Nach einigen 100 Yards tauchten die ersten Schilder auf, die zu den Parkplätzen wiesen, wo die Besucher der Tennisturniere ihre Wagen abstellen konnten. Jetzt waren sie verlassen. Die Straße führte bis Southampton, war gut ausgebaut, und Ray überlegte schon, ob er nicht bis zur Küste fahren sollte, verwarf den Gedanken jedoch wieder, denn London bot ihm und seinen Kreaturen wesentlich mehr Chancen unterzuschlüpfen.
Sie ließen Wimbledon hinter sich. Bis zur nächst größeren Ortschaft waren es noch ein paar Meilen, und Ray konnte auf die Tube drücken. Der Bentley wurde beschleunigt. Leicht überholte er zwei Lastwagen und auch einige Pkws. Immer wenn sie überholten, duckten sich die vier Wesen im Fond zusammen. Es brauchte niemand zu sehen, wer dort hinten im Wagen hockte.
»Wir brauchen Blut«, meldete sich Edna aus dem Fond. Sie rutschte unruhig hin und her, öffnete den Mund und präsentierte ihre beiden Vampirzähne.
»Später.«
»Nein, nicht später. Jetzt!«
»Du mußt dich noch gedulden. Die anderen tun es auch.«
»Die wollen auch Blut.
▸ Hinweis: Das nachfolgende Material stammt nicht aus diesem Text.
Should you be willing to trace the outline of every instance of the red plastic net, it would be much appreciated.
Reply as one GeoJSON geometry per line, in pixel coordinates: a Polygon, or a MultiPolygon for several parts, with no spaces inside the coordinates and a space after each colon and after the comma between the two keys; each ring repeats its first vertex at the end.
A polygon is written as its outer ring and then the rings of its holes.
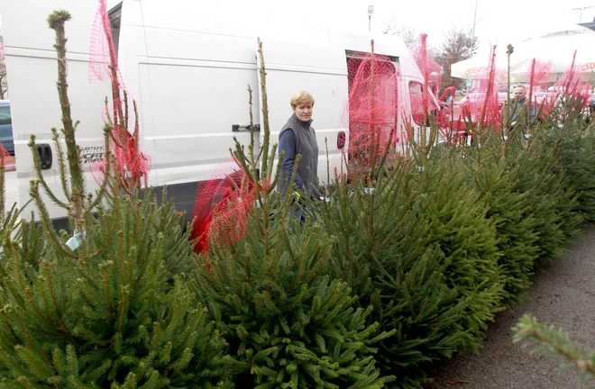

Nicht wahr, Ryan.«
»Ja«, krächzte der ehemalige Dichter.
»Reißt euch zusammen!« zischte Ricardo Ray. »Wir können jetzt noch nichts unternehmen.«
»Lange warten wir nicht mehr«, drohte Edna.
Ray ärgerte sich. Er war überhaupt sauer, daß alles so hatte kommen müssen, aber er konnte nichts mehr daran ändern. Sinclair war zu schnell und stark gewesen. Er hätte jetzt tot sein müssen, wenn alles nach Plan gelaufen wäre, statt dessen befanden sie sich nun auf der Flucht nach vorn.
Das paßte Ray nicht.
Er war auch lange genug beim Yard gewesen, um zu wissen, wie Sinclair reagieren würde.
Fahndung!
Deshalb mußten sie damit rechnen, daß irgendwelche Landpolizisten nach dem braunen Bentley Ausschau hielten. Und aus diesem Grunde wollte Ricardo Ray so viele Meilen wie möglich zwischen sich und seinem Wohnhaus bringen.
Schnurgerade stach die Straße in die grüne Landschaft hinein.
Sie zerteilte Wiesen und Weiden, auf denen hin und wieder hohe Bäume mit gewaltigen Kronen wuchsen, die Dächer aus grünem Laub bildeten. Vereinzelt erschienen auch Gehöfte, die einsam zwischen den Feldern und Weiden standen.
»Dort können wir uns doch Blut holen«, sagte Edna, die immer unruhiger wurde.